We had another date but I don’t remember that one.  Then he invited me over for another dinner and a movie.  I better get laid this time.  I just wanna get laid.  He put in the worst movie ever, City of Angels.  It reminds me of when my mother died.  The things I do for sex.  Next he wants to blind fold me and try to feed me and starts waving what I think are ribs in front of my face, hitting my cheek with sauce and under my nose.  I’m pretty sure he thinks he is teasing me but he’s not.  Did I mention I just wanna get laid.  But whatever I take the blind fold off and put it on him and tried to delicately place a rib in his butt, but he wasn’t ready for this base yet.  He made a bitter beer face and squealed so I polished off the rib.  He fondled my boobs and cried over Nicholas Cage and this was my cue to go.
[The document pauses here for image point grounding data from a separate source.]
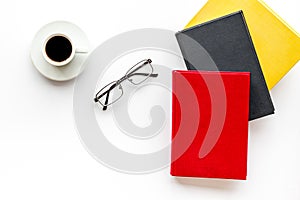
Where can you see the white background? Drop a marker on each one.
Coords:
(41, 156)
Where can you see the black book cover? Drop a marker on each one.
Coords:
(229, 44)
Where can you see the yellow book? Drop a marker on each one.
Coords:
(276, 43)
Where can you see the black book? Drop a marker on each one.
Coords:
(229, 44)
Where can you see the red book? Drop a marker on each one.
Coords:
(210, 124)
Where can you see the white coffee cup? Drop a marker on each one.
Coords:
(59, 50)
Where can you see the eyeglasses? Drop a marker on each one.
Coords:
(136, 75)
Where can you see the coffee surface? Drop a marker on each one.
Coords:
(58, 48)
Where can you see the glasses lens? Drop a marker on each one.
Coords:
(110, 94)
(140, 72)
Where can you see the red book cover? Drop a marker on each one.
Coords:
(210, 124)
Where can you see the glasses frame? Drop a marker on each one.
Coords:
(102, 92)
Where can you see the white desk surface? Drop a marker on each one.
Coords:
(41, 156)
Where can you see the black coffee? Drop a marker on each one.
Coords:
(58, 48)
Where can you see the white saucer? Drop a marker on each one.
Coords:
(72, 69)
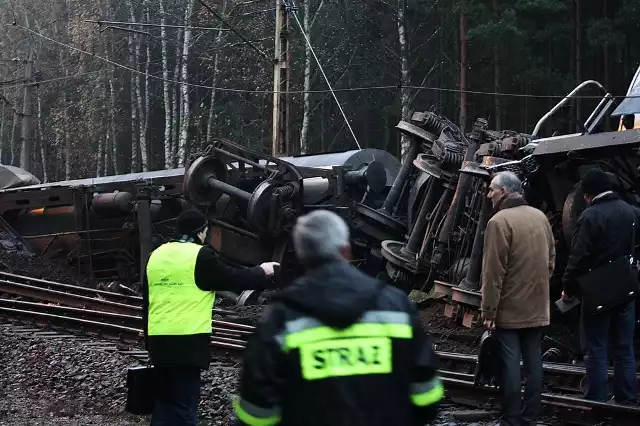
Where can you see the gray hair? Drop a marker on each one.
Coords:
(319, 236)
(509, 181)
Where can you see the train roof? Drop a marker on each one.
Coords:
(132, 178)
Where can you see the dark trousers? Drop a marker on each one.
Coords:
(513, 343)
(617, 325)
(177, 396)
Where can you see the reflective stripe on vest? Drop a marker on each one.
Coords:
(176, 305)
(363, 348)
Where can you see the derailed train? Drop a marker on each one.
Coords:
(425, 230)
(417, 223)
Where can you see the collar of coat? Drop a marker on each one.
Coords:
(604, 196)
(510, 201)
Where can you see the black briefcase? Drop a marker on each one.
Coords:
(140, 390)
(608, 286)
(488, 362)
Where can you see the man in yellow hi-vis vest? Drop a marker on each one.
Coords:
(337, 347)
(179, 288)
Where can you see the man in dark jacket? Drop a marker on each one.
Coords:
(178, 297)
(603, 233)
(337, 347)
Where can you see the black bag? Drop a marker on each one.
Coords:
(611, 284)
(140, 390)
(488, 363)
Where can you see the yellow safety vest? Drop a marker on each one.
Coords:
(176, 305)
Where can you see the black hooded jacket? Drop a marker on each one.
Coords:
(297, 373)
(603, 233)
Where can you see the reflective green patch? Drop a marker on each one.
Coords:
(346, 357)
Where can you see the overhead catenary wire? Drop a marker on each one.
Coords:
(140, 24)
(235, 31)
(271, 92)
(326, 79)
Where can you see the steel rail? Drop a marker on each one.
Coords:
(576, 410)
(72, 299)
(109, 295)
(128, 334)
(548, 367)
(111, 315)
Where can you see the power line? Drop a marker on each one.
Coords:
(295, 15)
(37, 83)
(153, 25)
(271, 92)
(236, 32)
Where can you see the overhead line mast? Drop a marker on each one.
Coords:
(281, 142)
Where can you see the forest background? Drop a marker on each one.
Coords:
(81, 99)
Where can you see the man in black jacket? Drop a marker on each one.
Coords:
(178, 297)
(337, 347)
(604, 232)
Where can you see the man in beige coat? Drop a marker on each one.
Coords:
(518, 260)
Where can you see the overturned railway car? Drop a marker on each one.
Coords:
(94, 223)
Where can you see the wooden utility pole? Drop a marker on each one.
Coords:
(281, 65)
(26, 133)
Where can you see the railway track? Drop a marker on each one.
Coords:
(118, 317)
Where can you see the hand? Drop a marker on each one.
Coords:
(489, 324)
(268, 267)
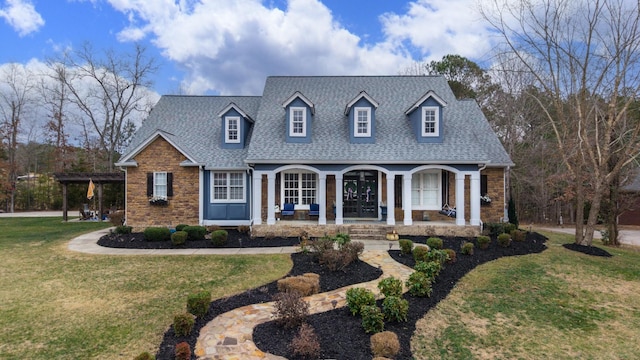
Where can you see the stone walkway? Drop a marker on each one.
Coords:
(230, 335)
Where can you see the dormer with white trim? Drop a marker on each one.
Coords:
(426, 117)
(361, 112)
(299, 112)
(235, 127)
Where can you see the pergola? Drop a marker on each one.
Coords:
(99, 179)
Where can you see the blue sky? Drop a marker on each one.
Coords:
(230, 46)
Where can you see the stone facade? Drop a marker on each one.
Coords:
(182, 207)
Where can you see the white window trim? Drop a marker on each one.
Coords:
(304, 121)
(438, 205)
(298, 205)
(227, 200)
(227, 129)
(355, 121)
(437, 124)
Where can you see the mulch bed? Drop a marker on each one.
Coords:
(341, 335)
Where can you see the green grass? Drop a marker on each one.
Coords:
(558, 304)
(58, 304)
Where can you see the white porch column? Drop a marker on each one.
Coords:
(391, 216)
(271, 198)
(406, 198)
(257, 198)
(460, 199)
(339, 195)
(475, 198)
(322, 199)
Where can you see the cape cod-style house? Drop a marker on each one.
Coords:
(327, 150)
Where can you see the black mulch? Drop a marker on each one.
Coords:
(589, 250)
(341, 335)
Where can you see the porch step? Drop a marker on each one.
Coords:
(368, 232)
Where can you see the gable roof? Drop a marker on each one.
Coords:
(192, 125)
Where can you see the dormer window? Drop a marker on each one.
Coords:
(430, 121)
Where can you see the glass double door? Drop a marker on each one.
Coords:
(360, 194)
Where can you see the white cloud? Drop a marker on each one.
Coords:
(22, 16)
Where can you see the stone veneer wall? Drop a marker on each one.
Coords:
(183, 205)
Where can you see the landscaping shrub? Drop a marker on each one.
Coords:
(306, 284)
(504, 240)
(183, 324)
(179, 238)
(419, 284)
(420, 253)
(390, 286)
(219, 238)
(395, 308)
(305, 343)
(290, 309)
(429, 268)
(198, 303)
(385, 344)
(359, 297)
(467, 248)
(181, 227)
(451, 256)
(435, 243)
(157, 234)
(183, 351)
(123, 229)
(195, 232)
(372, 319)
(406, 246)
(483, 242)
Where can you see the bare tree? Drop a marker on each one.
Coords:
(584, 56)
(110, 91)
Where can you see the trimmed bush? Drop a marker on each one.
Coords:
(179, 238)
(429, 268)
(358, 298)
(406, 246)
(183, 324)
(157, 234)
(195, 232)
(435, 243)
(385, 344)
(290, 309)
(419, 284)
(306, 284)
(198, 303)
(219, 238)
(395, 308)
(305, 343)
(183, 351)
(390, 286)
(467, 248)
(372, 319)
(504, 240)
(483, 242)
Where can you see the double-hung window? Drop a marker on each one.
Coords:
(298, 121)
(232, 130)
(228, 187)
(430, 121)
(362, 122)
(299, 188)
(425, 190)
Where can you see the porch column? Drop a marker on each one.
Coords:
(391, 216)
(460, 199)
(339, 220)
(322, 199)
(257, 198)
(406, 198)
(475, 198)
(271, 198)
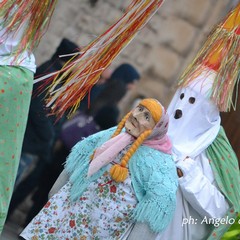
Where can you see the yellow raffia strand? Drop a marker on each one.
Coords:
(220, 53)
(78, 76)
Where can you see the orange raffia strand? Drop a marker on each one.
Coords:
(37, 14)
(220, 53)
(82, 72)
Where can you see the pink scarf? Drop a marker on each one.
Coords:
(109, 150)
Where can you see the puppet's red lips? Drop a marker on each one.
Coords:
(178, 114)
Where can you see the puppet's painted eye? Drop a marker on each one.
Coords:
(191, 100)
(182, 96)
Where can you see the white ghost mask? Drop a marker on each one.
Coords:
(194, 120)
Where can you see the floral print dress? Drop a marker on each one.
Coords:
(102, 212)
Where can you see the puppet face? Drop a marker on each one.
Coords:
(139, 120)
(193, 122)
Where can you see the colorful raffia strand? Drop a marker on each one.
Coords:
(78, 76)
(220, 53)
(36, 14)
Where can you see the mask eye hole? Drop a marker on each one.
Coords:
(182, 96)
(192, 100)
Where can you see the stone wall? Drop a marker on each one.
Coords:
(160, 51)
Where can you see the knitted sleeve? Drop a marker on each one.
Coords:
(155, 187)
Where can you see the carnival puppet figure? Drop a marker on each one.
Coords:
(115, 178)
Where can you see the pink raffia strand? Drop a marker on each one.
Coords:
(82, 72)
(224, 41)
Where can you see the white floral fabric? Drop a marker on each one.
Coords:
(102, 212)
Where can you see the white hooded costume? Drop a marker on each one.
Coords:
(194, 124)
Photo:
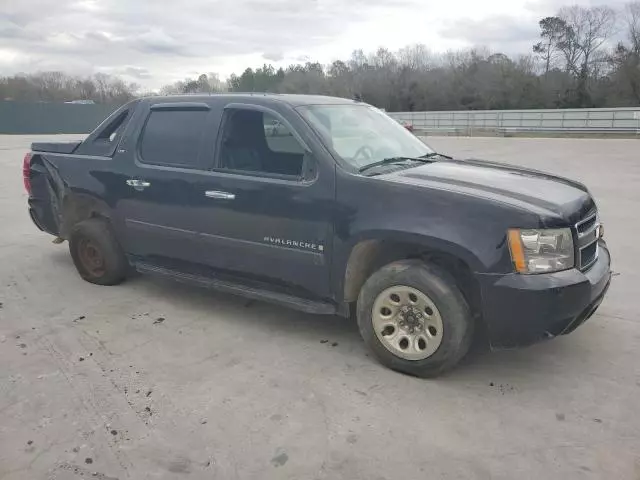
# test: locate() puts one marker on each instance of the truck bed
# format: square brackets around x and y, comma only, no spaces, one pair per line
[55,147]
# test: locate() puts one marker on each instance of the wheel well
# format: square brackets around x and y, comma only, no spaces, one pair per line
[370,255]
[77,208]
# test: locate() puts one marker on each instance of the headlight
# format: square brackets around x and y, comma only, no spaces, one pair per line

What is wrong with me?  He asked me on another date and this time I’m getting what I came for.  I put my ropes, chains and whips in my big purse and headed over to his place.  Dinner and a movie AGAIN!  It’s cool though.  I asked for the lights on but then soon changed my mind when he got naked, lights out.  The fire was going and I took one look at the poker and thought it could definitely come in handy.  Any who, we started making out and I got his pants off and I went to touch it.  Too late.  He’s done.  Well that was uneventful.  So I went home, put on Fast and the Furious, popped in a tray of pizza rolls and whipped out my B.O.B.  Now that’s what I call seduction.